El azul maya en las pinturas de Bonampak
Dra. Georgina Ortiz Hernández
Los mayas formaron una cultura que hasta la fecha no ha podido descifrarse totalmente. Sus conocimientos fueron muy avanzados para su época, sobre todo, si se toma en cuenta que no contaban con instrumentos que pudieran ayudarlos en sus aportaciones al conocimiento actual.
Artesanía maya
Entre los aspectos importantes de esta cultura están sus adelantos en las ciencias y las artes, que se manifiestan en la construcción y decoración de sus edificio, y cuyo portento todavía se pueden apreciar en las zonas arqueológicas, entre las cuales se encuentra Bonampak, que significa en maya “muros pintados”, un lugar enclavado en la selva lacandona, que nos muestra un mundo lleno de grandeza y poderío.
Bonampak es uno de los lugares en donde se muestra con mayor esplendor la pintura maya, en donde abundan distintas formas geométricas y escenas narrativas de grandes personajes, diversos dioses, animales textos y grifos.
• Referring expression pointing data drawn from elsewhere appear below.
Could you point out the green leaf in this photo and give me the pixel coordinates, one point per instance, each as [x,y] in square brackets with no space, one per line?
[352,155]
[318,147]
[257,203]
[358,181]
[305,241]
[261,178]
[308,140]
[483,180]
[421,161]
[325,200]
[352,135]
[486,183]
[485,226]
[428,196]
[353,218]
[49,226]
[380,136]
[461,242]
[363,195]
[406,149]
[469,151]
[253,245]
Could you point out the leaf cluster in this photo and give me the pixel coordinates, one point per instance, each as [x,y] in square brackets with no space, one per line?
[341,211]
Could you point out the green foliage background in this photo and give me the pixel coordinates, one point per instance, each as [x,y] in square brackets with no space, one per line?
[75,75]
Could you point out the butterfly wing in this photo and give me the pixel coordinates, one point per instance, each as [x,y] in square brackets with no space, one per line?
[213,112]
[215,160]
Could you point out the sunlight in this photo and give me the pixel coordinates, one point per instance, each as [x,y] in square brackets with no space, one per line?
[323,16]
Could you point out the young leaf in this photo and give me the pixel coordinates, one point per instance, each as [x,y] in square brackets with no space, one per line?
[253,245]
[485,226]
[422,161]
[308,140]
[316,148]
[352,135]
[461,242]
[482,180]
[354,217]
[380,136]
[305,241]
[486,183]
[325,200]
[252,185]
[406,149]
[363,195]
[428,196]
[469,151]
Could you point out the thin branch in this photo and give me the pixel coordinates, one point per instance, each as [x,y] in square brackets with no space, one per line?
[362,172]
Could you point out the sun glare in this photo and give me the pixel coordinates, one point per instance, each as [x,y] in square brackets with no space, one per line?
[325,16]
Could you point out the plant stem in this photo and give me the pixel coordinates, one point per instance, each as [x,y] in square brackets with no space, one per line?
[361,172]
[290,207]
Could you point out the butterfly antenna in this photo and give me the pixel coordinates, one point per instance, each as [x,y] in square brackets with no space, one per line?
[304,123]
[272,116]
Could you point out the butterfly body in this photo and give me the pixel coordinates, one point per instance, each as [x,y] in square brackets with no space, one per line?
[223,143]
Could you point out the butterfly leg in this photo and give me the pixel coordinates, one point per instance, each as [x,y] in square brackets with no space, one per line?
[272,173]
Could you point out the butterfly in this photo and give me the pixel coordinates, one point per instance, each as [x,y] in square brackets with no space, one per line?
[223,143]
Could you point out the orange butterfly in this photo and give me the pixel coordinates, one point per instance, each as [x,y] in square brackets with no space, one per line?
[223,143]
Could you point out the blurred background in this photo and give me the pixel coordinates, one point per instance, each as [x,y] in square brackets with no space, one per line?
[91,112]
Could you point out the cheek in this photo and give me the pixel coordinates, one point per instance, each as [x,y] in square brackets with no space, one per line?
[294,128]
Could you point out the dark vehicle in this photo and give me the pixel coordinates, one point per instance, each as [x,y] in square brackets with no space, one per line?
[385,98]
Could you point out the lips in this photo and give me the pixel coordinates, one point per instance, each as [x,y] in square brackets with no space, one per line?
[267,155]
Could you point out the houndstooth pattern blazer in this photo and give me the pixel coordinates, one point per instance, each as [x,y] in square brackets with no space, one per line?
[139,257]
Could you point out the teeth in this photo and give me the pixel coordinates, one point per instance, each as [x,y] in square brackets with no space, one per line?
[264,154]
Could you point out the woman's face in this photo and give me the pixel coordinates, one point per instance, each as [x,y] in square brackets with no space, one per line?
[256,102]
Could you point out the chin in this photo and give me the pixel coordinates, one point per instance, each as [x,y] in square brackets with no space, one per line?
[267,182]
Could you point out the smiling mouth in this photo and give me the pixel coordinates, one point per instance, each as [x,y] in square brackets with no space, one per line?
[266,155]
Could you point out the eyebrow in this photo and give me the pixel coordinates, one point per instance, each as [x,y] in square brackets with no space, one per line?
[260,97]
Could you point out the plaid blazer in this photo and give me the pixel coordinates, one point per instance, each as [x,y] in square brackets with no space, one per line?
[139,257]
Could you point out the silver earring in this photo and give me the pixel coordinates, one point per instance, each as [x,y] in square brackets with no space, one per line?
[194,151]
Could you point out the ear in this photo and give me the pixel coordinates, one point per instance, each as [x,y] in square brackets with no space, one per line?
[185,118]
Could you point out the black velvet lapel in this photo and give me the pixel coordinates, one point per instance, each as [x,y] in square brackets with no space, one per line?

Las pinturas de Bonampak datan del siglo VII DC de acuerdo con las inscripciones y los jeroglíficos hallados en ella, y las figuras están tratadas de forma sencillas en contraste con los adornos y los accesorios llenos de detalles y colores.
Estas pinturas están realizadas sobre un aplanado de cal y se utilizaron pigmentos de origen mineral: rojos y rosados se componían de oxido de hierro, el amarillo se extraía de la limonita o del ocre, el negro del carbón, el café del asfalto y el azul, color que sorprende en las pinturas y que tiene su propia historia.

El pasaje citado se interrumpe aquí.